Ce qui est certain c’est que nous devons absolument commencer à repenser notre politique énergétique pour le long terme. Le projet du gouvernement d’investir dans le Gaz Naturel Liquéfié (GNL) pourrait s’avérer extrêmement intéressant de ce point de vue, mais ce choix requiert une stratégie clairement définie en matière d’approvisionnement, et notamment en matière de la géopolitique de l’approvisionnement. Mais cela ne suffira pas pour permettre une baisse importante du prix de l’électricité.

Il devient urgent de revoir le modèle de la production, de la distribution et de la consommation de l’énergie à Maurice. Cela implique de redéfinir le rôle et le scope ou marge de manœuvre du CEB afin de permettre l’émergence de micro-producteurs et libéraliser l’autoconsommation. Les technologies de production et de stockage de l’énergie évoluent, il devient urgent de faire également évoluer notre politique nationale en matière d’énergie.

L’autre grand défi de l’année 2023 sera celui de la gestion de l’eau. Nous faisons dans ce domaine face à deux problèmes fondamentaux à Maurice : les ressources en eau se raréfient à cause du réchauffement climatique et l’accès à l’eau devient une source d’inégalité profonde dans notre pays.

Par exemple, un individu habitant une Smart City ou un PDS consomme sept fois plus d’eau qu’un individu vivant dans les régions du sud ou du sud-est. Cette équation va devoir être réglée rapidement et il faudra pour cela des investissements massifs dans les infrastructures de captage, de traitement et de distribution de l’eau.
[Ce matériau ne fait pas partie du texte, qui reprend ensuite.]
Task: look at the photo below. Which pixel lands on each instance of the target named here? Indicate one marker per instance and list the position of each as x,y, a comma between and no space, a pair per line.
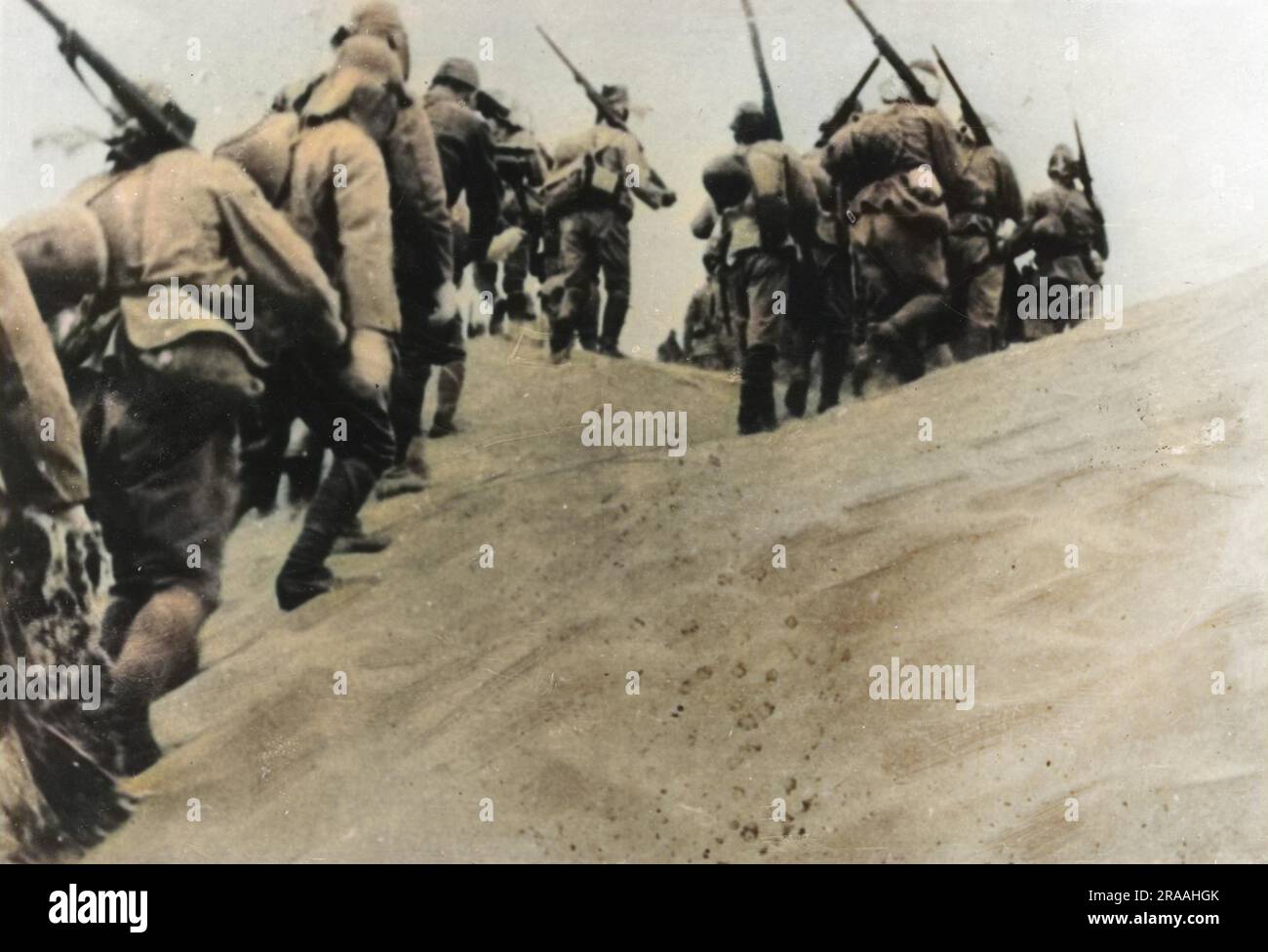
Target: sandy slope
510,682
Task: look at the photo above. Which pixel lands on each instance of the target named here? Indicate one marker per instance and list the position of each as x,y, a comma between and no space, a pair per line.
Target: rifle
920,96
967,110
848,105
166,125
597,100
773,113
1085,173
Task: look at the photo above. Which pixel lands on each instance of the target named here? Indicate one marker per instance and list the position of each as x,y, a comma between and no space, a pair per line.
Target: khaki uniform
469,164
1068,237
708,337
899,173
761,237
515,270
990,197
49,474
594,233
54,583
166,481
343,398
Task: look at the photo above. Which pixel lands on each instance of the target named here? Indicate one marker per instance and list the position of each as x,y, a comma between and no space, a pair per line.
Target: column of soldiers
350,213
887,246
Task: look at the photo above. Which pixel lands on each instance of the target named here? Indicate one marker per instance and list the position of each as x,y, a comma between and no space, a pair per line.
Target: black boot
757,392
338,498
835,360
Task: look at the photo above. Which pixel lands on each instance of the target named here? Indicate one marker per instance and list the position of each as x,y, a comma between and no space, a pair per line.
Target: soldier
468,159
54,588
708,337
523,162
159,397
607,166
898,172
422,241
766,207
990,197
1066,232
337,197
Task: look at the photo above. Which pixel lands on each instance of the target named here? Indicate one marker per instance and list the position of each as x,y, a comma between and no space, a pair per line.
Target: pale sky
1170,96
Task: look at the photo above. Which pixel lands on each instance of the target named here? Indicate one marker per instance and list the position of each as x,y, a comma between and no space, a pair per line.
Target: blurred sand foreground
508,684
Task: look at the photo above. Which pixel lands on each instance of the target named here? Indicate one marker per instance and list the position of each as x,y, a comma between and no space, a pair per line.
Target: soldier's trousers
760,287
592,242
163,463
825,329
900,273
347,407
976,295
419,350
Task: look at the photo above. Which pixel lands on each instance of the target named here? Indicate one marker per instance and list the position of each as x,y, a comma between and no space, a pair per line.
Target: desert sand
508,684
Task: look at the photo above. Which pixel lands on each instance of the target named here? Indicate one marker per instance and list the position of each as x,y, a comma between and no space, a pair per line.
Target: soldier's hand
506,244
447,303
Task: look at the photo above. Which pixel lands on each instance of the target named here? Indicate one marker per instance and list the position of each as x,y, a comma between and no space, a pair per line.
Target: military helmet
457,71
381,20
1061,165
363,62
727,180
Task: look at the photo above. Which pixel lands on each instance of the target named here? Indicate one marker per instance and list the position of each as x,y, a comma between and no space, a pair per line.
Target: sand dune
1091,684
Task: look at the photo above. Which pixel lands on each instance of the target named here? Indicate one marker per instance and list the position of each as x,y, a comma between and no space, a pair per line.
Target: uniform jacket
49,474
1063,229
743,224
419,204
616,150
903,162
347,222
468,159
204,222
989,195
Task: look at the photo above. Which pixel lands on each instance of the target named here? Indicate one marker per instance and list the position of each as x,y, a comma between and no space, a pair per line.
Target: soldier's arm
364,211
483,190
275,258
41,456
421,200
647,191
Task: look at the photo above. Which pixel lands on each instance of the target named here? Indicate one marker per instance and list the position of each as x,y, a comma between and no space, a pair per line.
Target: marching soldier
596,173
708,337
1066,232
54,588
422,240
346,218
898,174
164,481
766,207
467,156
990,197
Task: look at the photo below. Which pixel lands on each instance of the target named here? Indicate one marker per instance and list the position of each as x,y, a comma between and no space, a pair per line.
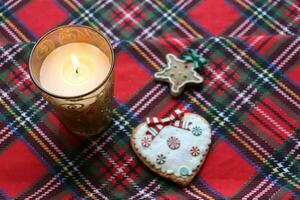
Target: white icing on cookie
177,160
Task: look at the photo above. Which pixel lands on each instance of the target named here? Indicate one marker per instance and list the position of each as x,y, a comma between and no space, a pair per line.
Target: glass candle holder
85,114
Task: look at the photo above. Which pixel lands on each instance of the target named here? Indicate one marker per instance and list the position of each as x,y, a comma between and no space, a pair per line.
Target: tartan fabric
250,96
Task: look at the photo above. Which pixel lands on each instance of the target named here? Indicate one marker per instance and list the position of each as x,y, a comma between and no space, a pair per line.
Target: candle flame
75,62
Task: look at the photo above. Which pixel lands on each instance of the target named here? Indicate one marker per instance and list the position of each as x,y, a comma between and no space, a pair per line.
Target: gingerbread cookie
173,147
179,73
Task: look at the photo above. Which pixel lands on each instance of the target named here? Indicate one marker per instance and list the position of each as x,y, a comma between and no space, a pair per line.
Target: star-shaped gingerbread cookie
178,73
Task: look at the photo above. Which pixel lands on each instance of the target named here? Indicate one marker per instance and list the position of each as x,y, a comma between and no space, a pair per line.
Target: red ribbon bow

Ce chantier doit commencer le plus rapidement possible si nous ne voulons pas faire face à une crise sécuritaire qui se transforme en une crise sociale d’envergure.

4. Agitations sur le plan politique

Enfin, l’année 2023 risque également d’être très agitée sur le plan politique. Le cas de Suren Dayal sera entendu au Privy Council dans le courant de l’année, ce qui pourrait produire un cataclysme politique majeur. En effet, le Premier ministre risque de se retrouver mis hors-jeu si les ‘Law Lords’ donnent raison à Suren Dayal. Ce n’est pas la première fois que Pravind Jugnauth aura une épée de Damoclès passant par le Privy Council sur la tête. Mais cette fois-ci il risque beaucoup plus gros.

En face, les partis traditionnels de l’opposition peinent à trouver le consensus nécessaire pour contracter une alliance. Nous imaginons mal une telle alliance se fonder sur un projet de société qui adressera frontalement les problèmes évoqués ci-dessus. Mais au contraire, on imaginerait aisément une bataille d’égos et une lutte pour la distribution des tickets et des responsabilités et aussi garantir la survie de certaines dynasties politiques.

Toutefois nous voyons mal une alternative crédible aux partis traditionnels capable d’émerger aujourd’hui, ce qui donne au gouvernement des arguments solides pour des élections générales anticipées.

Le PM aura tout intérêt à prendre ses opposants au dépourvu, en pratiquant une politique de redistribution économique massive, en renouvelant son équipe et en devançant le jugement du Privy Council. De ce point de vue, l’année 2023 pourrait également bien être celle des élections générales anticipées.